Decision Report 201700232

  • Case ref:
    201700232
  • Date:
    May 2018
  • Body:
    Grampian NHS Board
  • Sector:
    Health
  • Outcome:
    Upheld, recommendations
  • Subject:
    clinical treatment / diagnosis

Summary

Mr C complained about the care and treatment provided to his late relative (Mr A) at Dr Gray's Hospital. Mr A was admitted to hospital following a referral from his GP with raised body temperature/fever, an irregular heart rate and a high National Early Warning Score (NEWS - an aggregate of a patient's 'vital signs' such as temperature, oxygen level, blood pressure, respiratory rate and heart rate which helps alert clinicians to acute illness and deterioration). Mr A's condition deteriorated over a few days and he was transferred to the high dependency unit where he died a short time later. Mr C complained that the board failed to provide a reasonable standard of both clinical care and nursing care to Mr A. He also complained that the board failed to respond to his complaint in a reasonable way.

We took independent advice from a consultant in acute medicine and a nurse. Regarding Mr A's clinical care, we found that there was poor documentation by medical staff and a lack of concern to Mr A's deterioration and failure to improve. We noted that the severity of Mr A's illness may have been underestimated. Therefore, we upheld this aspect of Mr C's complaint. However, we noted that the board had identified failings and had taken steps to address these.

In relation to Mr A's nursing care, we found that there were no shortcomings in personal care of pain assessment and monitoring or blood sugar monitoring. However, we noted that nursing care in relation to fluid balance fell below a reasonable standard and that there were omissions in the recording of NEWS scores. Therefore, we found that the board failed to provide a reasonable standard of nursing care and upheld Mr C's complaint.

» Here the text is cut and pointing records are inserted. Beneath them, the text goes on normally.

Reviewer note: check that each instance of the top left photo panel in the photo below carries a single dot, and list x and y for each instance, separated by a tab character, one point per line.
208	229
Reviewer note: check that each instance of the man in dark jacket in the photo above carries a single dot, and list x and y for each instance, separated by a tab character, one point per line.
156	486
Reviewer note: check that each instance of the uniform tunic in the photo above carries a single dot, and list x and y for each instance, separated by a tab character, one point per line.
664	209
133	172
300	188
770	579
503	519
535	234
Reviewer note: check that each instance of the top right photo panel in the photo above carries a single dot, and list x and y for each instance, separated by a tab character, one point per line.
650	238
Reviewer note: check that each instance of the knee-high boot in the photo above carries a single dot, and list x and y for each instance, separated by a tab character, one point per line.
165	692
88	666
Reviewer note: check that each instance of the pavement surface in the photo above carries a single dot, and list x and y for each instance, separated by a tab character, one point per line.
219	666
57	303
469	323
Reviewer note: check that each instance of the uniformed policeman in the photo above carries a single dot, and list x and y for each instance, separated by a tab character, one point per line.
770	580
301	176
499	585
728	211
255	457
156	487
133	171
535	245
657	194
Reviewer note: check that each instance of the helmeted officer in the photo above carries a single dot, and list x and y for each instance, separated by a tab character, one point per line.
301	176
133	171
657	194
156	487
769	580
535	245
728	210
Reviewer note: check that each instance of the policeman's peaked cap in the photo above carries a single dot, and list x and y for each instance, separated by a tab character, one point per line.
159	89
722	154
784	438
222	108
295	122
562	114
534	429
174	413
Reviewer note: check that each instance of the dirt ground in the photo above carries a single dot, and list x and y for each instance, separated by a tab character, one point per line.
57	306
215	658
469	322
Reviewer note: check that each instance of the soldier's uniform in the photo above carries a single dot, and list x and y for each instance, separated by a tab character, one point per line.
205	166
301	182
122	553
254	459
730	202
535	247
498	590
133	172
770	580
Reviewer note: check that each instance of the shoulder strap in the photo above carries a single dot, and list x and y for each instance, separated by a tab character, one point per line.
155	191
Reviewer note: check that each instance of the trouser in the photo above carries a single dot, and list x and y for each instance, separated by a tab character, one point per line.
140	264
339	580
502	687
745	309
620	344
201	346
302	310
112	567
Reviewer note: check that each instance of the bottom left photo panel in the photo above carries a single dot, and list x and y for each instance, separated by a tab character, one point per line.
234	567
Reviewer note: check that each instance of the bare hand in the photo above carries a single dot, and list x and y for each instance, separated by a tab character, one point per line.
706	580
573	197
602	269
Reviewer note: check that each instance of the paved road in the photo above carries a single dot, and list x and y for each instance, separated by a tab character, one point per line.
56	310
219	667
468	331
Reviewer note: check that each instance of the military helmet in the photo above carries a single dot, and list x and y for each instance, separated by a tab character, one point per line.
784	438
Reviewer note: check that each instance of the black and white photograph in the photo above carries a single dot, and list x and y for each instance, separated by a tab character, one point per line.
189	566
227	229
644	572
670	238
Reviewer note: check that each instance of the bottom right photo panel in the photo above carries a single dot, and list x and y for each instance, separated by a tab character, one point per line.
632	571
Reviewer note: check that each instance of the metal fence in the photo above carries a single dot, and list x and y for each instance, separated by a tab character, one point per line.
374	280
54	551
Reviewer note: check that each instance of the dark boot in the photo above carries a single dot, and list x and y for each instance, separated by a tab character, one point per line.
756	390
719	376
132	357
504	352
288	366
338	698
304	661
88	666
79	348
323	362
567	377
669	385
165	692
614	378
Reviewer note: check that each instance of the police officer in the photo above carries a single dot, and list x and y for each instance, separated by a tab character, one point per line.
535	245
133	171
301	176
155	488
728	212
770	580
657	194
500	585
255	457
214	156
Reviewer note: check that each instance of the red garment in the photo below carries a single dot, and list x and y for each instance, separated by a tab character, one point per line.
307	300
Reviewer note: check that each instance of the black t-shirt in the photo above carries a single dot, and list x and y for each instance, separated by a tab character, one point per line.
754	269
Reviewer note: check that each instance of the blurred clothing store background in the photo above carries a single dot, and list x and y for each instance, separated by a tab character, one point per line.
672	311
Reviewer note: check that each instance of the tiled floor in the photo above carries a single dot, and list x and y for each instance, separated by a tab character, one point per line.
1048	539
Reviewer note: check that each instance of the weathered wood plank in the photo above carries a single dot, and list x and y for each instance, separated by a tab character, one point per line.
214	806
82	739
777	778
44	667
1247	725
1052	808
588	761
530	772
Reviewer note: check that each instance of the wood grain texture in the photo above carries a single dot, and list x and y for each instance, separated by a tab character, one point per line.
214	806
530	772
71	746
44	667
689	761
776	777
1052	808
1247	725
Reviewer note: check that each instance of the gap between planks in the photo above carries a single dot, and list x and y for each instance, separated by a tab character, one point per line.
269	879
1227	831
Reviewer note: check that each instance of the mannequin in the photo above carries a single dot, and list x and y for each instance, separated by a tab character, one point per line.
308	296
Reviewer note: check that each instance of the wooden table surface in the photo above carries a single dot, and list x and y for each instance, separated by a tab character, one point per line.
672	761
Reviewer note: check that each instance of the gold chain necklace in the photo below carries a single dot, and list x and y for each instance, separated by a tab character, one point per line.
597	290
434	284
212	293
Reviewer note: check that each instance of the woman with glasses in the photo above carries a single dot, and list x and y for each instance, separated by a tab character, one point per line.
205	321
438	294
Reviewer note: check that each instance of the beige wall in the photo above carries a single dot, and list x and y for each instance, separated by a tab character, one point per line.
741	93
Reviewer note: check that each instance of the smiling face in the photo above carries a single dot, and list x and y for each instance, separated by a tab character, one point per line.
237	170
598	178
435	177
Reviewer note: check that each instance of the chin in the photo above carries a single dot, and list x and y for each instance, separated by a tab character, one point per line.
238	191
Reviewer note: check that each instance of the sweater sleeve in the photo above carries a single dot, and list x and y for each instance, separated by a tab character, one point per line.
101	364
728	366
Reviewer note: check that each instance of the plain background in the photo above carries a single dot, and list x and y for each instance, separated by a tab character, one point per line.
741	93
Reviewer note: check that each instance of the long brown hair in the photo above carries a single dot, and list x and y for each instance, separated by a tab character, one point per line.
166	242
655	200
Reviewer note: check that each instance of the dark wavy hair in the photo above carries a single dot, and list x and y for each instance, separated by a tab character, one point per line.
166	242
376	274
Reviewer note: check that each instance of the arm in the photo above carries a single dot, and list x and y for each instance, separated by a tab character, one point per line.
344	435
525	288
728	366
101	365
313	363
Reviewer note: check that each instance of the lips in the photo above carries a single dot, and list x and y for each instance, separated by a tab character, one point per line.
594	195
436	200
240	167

Finally, Mr C complained that he did not receive a response to his complaint from the board until approximately five months after he submitted it. We found that the board did not keep Mr C informed of their progress and that there was an unreasonable delay in responding to his complaint. We upheld this aspect of Mr C's complaint. However, we noted that the board acknowledged that there was an unreasonable delay and apologised to Mr C.

Recommendations

What we asked the organisation to do in this case:

  • Apologise to Mr C and his family for failing to provide a reasonable standard of clinical and nursing care and treatment to Mr A.The apology should meet the standards set out in the SPSO guidelines on apology available at www.spso.org.uk/leaflets-and-guidance.

What we said should change to put things right in future:

  • Deteriorating patients should have their vital signs checked and the appropriate guidance followed when NEWS scores escalate.
  • Fluid balance charts should be completed and used appropriately by nursing staff.
  • When a complaint response takes longer than 20 days and/or amended timescales for completion are not met, the complainant should be kept updated on progress.

We have asked the organisation to provide us with evidence that they have implemented the recommendations we have made on this case by the deadline we set.